No confidence in uncertain predictions
Hurricane Milton. October 2024.
Some climate campaigners, and not a few scientists, forget that in a changing system, like the warming of the climate, not all the climate change parameters will be moving in the same direction, especially given that natural variability can be larger than human-made effects.
This leads to the question of where you place the point at which such changes cast doubt on the prevailing narrative of a climate crisis? You don’t have to look hard to see these changes in contemporary climate research.
Not everywhere is warming; far from it. According to scientists from three Chinese research institutions, including the Academy of Meteorological Science, writing in Environmental Research Letters, Autumn air temperatures in Eurasia have been declining for the past 20 years, at a rate of 5.38% per decade, a non-trivial amount.
Not all ice is decreasing. Antarctic ice is increasing after at least 20 years of decline. Chinese researchers, using NASA’s GRACE satellites that determine the glacier mass by its gravitational effects, found that between 2002 and 2010 the polar cap lost 74 bn tonnes a year, a figure that almost doubled between 2011 and 2020. However, more recent data have shown an increase of 108 bn tonnes.
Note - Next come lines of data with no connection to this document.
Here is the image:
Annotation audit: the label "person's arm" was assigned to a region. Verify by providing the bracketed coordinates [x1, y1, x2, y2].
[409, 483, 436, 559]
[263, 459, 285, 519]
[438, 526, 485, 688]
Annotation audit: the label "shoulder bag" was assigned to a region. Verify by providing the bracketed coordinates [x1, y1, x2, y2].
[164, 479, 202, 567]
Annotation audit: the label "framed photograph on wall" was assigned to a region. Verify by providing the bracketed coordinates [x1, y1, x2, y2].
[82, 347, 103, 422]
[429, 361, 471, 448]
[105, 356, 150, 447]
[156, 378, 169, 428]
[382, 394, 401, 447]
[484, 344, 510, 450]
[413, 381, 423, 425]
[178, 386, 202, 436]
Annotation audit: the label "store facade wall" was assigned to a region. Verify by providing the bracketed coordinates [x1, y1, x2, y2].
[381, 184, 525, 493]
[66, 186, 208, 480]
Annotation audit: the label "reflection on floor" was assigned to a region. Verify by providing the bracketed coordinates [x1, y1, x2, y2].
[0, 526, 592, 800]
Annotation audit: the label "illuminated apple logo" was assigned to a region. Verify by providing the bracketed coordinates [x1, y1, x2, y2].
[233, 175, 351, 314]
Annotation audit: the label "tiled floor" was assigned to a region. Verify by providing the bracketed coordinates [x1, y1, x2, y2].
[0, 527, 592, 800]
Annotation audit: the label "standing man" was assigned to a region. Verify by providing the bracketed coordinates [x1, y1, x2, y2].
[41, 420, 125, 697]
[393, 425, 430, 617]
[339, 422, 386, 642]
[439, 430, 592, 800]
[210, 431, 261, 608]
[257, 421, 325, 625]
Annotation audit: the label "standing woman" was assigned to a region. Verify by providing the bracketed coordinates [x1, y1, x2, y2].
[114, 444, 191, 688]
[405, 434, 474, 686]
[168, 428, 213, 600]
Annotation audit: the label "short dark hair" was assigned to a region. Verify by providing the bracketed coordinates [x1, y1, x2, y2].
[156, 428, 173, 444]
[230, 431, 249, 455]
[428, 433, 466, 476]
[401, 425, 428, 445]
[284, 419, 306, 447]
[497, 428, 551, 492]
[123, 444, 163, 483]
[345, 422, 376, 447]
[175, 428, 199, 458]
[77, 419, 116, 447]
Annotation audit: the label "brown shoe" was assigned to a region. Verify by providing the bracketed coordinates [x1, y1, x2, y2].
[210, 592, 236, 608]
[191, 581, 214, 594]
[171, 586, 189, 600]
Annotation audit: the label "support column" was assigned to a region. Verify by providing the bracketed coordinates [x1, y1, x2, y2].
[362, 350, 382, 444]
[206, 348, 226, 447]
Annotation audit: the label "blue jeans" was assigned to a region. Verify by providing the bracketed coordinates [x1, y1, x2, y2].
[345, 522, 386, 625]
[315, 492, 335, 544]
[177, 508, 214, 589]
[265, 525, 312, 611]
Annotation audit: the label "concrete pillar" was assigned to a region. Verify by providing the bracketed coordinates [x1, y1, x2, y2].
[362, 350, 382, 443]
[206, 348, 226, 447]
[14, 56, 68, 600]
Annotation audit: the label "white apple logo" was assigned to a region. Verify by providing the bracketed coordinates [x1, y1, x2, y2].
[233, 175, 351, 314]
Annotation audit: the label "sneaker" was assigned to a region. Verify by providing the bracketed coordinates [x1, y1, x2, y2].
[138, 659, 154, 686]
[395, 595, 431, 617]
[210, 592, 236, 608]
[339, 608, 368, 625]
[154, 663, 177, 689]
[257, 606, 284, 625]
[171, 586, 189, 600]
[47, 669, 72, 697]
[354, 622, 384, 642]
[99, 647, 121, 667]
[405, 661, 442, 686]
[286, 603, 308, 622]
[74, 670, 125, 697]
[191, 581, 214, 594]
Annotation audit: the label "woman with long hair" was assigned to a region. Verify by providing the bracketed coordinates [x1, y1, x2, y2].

It will be interesting to see if this trend continues. Coupled with the so-called ‘ice-pause’ observed in the Arctic since 2012, the possibly similar behaviour is noteworthy.
The clouds are changing as well. James Hansen, who started the recent political concern in global warming in the 1980s, has jointly published a paper that details the well know global reduction in cloud cover over the past 25 years. Clouds, as is known, are a great uncertainty in climate models and Hansen’s paper is contradictory, avoiding the pertinent question as to why there is more sunlight than 25 years ago!
You might be aware that hurricane season has begun, along with the now customary predictions that we are due for an intense season. NOAA has excelled itself with its forecast, which gives a 60% chance of an above-normal season, a 30% chance of a near-normal season and a 10% chance of a below-normal season. NOAA says it has a 70% confidence in these figures. This is meaningless! I note that there has been no statistical change in hurricane statistics for at least 54 years!
A similar approach is used in forecasting the global temperature for the next few years. The World Meteorological Organisation says there is a 70% chance that the 2025–2029 period will be more than 1.5°C hotter than the pre-industrial period. They say there is an 80% chance of a record warm year in this period. They are probably 80% confident in their prediction, but I wonder how confident they are in their estimation of the confidence in their prediction?